Le 8 février, à travers une intervention orale du Directeur général de l’Institut de radioprotection et de sûreté nucléaire (IRSN) et un communiqué de presse du Ministère de la transition énergétique (MTE), les salariés de l’Institut ont été informés du projet du gouvernement de réunir les compétences techniques de l’IRSN avec celles de l’Autorité de sûreté nucléaire (ASN).

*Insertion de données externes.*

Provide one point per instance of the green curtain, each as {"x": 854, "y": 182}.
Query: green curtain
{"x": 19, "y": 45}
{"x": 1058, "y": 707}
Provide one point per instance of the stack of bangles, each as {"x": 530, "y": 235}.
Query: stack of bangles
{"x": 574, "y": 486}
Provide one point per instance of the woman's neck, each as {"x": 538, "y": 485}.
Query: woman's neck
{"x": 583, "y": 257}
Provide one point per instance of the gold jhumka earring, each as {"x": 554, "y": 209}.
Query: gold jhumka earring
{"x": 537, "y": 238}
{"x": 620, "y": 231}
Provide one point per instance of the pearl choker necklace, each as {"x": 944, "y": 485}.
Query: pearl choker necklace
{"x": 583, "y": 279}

Le 17 février, l’intersyndicale a été reçue par la Ministre de la transition énergétique. A l’issue de cette rencontre, l’intersyndicale lui a adressé une lettre ouverte lui demandant de sursoir à la mise en oeuvre de ce projet. Cette demande était motivée par l’absence d’un diagnostic du système existant et d’une étude d’impact du projet envisagé. De plus, nous avons critiqué le calendrier du projet qui ne permet pas de prendre en compte la complexité du système ni d’engager une concertation préalable avec les parties prenantes : différentes administrations, exploitants nucléaires, sociétés savantes, société civile, et plus particulièrement la représentation nationale.
Les 25 et 26 février, le gouvernement a déposé des amendements au projet de loi sur l’accélération du nucléaire qui concrétisent son projet d’intégration de l’IRSN dans l’ASN.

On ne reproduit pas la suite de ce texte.